Wirtschaft

Alpen-Desaster kostet 3,7 Milliarden BayernLB-Chef geht

Nach dem Milliardendebakel in Österreich muss BayernLB-Chef Michael Kemmer den Hut nehmen. Die bayerische Staatsregierung gibt nach einer Kabinettssitzung den sofortigen Rücktritt Kemmers bekannt.

Lange hat sich Michael Kemmer nicht an der Spitze der BayernLB gehalten: Im März 2008 übernahm er den Vorstandsposten bei den Bayern.

Lange hat sich Michael Kemmer nicht an der Spitze der BayernLB gehalten: Im März 2008 übernahm er den Vorstandsposten bei den Bayern.

(Foto: AP)

An die Bankspitze rückt kommissarisch dessen Stellvertreter, Finanzvorstand Stefan Ermisch. Zuvor hatte Ministerpräsident Horst Seehofer (CSU) bereits personelle Konsequenzen aus dem gescheiterten Engagement bei der österreichischen BayernLB-Tochter Hypo Group Alpe Adria (HGAA) angekündigt.

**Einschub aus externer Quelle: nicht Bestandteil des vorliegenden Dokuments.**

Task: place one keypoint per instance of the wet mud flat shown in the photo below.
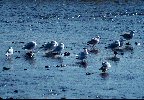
(73, 23)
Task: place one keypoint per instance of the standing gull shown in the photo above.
(50, 46)
(58, 49)
(114, 45)
(105, 66)
(82, 55)
(94, 41)
(128, 35)
(30, 46)
(9, 52)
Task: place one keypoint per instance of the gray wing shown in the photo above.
(29, 45)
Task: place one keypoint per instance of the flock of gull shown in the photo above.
(55, 48)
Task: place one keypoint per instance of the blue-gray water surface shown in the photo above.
(73, 22)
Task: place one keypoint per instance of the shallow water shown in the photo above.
(73, 23)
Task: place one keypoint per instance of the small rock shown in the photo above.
(5, 68)
(136, 43)
(57, 66)
(66, 54)
(21, 42)
(88, 73)
(122, 53)
(10, 98)
(17, 57)
(47, 66)
(16, 91)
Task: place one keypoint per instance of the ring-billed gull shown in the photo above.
(114, 45)
(50, 46)
(30, 46)
(105, 66)
(128, 35)
(82, 55)
(94, 41)
(9, 52)
(58, 49)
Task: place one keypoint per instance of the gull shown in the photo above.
(105, 66)
(9, 52)
(58, 49)
(114, 45)
(50, 46)
(128, 36)
(30, 46)
(82, 55)
(94, 41)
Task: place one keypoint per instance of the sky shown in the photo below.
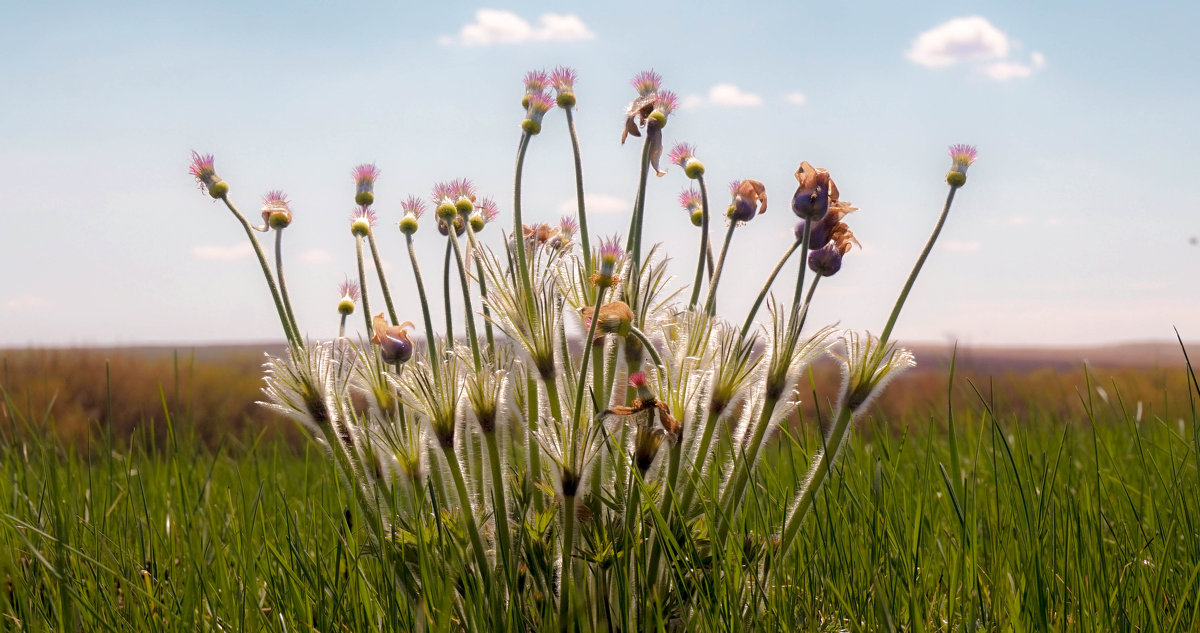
(1077, 225)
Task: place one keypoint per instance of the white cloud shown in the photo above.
(316, 255)
(27, 302)
(597, 204)
(222, 253)
(725, 96)
(965, 246)
(498, 26)
(972, 40)
(959, 40)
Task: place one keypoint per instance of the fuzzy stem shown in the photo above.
(711, 303)
(445, 294)
(766, 288)
(703, 245)
(477, 542)
(816, 476)
(435, 361)
(383, 281)
(916, 269)
(466, 301)
(293, 338)
(363, 284)
(579, 191)
(283, 287)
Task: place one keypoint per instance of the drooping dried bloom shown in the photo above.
(393, 339)
(749, 197)
(562, 79)
(363, 221)
(961, 157)
(276, 210)
(813, 196)
(349, 294)
(364, 184)
(204, 172)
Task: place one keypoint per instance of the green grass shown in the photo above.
(993, 522)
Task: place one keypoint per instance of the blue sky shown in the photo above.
(1074, 228)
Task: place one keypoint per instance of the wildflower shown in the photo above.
(684, 155)
(351, 294)
(868, 367)
(393, 339)
(615, 319)
(276, 210)
(413, 209)
(535, 84)
(961, 157)
(610, 253)
(364, 184)
(816, 188)
(649, 435)
(748, 197)
(539, 104)
(690, 200)
(363, 221)
(207, 175)
(562, 79)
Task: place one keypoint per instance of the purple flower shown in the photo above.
(364, 184)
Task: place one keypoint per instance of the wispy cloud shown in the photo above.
(976, 41)
(222, 253)
(723, 96)
(597, 203)
(27, 302)
(498, 26)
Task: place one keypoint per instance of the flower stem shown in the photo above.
(916, 269)
(363, 284)
(283, 287)
(435, 361)
(383, 281)
(711, 303)
(703, 245)
(293, 338)
(579, 190)
(766, 288)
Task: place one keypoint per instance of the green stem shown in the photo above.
(466, 301)
(445, 294)
(703, 245)
(383, 281)
(579, 191)
(293, 338)
(711, 303)
(816, 476)
(916, 269)
(363, 284)
(283, 287)
(435, 361)
(477, 542)
(766, 288)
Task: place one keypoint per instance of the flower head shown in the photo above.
(563, 82)
(349, 296)
(364, 184)
(961, 157)
(363, 221)
(393, 339)
(749, 196)
(276, 210)
(204, 172)
(539, 104)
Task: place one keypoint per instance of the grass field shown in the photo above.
(981, 514)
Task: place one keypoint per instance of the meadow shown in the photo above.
(964, 504)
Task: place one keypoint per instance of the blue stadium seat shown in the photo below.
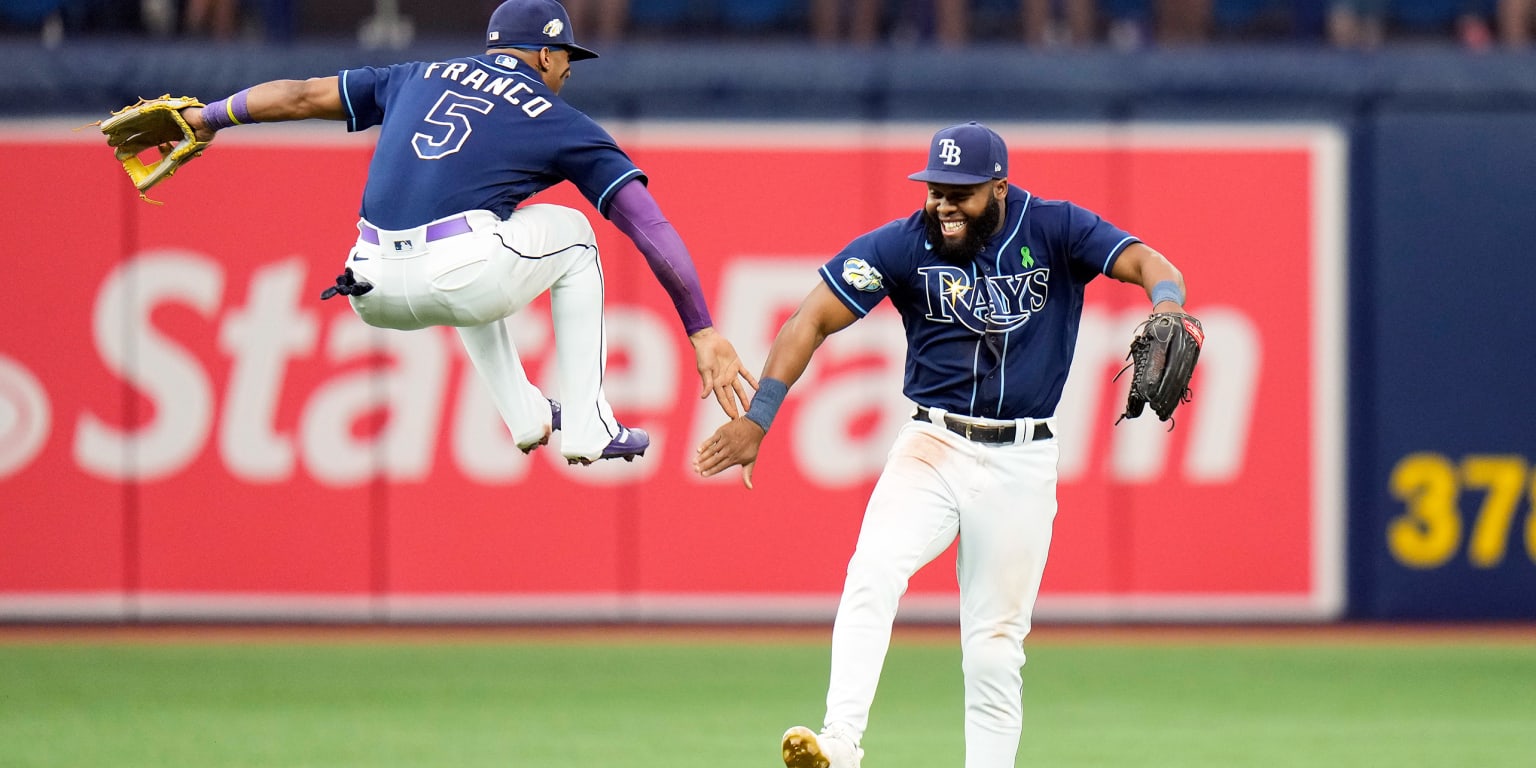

Seehofer hatte einen schmerzhaften Schlussstrich unter die ehrgeizigen Expansionspläne der Landesbank in den einst wachstumsstarken Ländern Osteuropas gezogen. Gut zwei Jahre nach der Übernahme der HGAA musste Bayern an Österreich noch eine Mitgift von 825 Millionen Euro zahlen, um das in Kärnten ansässige Institut wieder loszuwerden. Damit kostete der Fehlkauf die Landesbank bislang insgesamt rund 3,7 Milliarden Euro.

Schwierigste Zeiten überstanden

Die Hypo Group Alpe Adria wird als systemrelevant eingestuft.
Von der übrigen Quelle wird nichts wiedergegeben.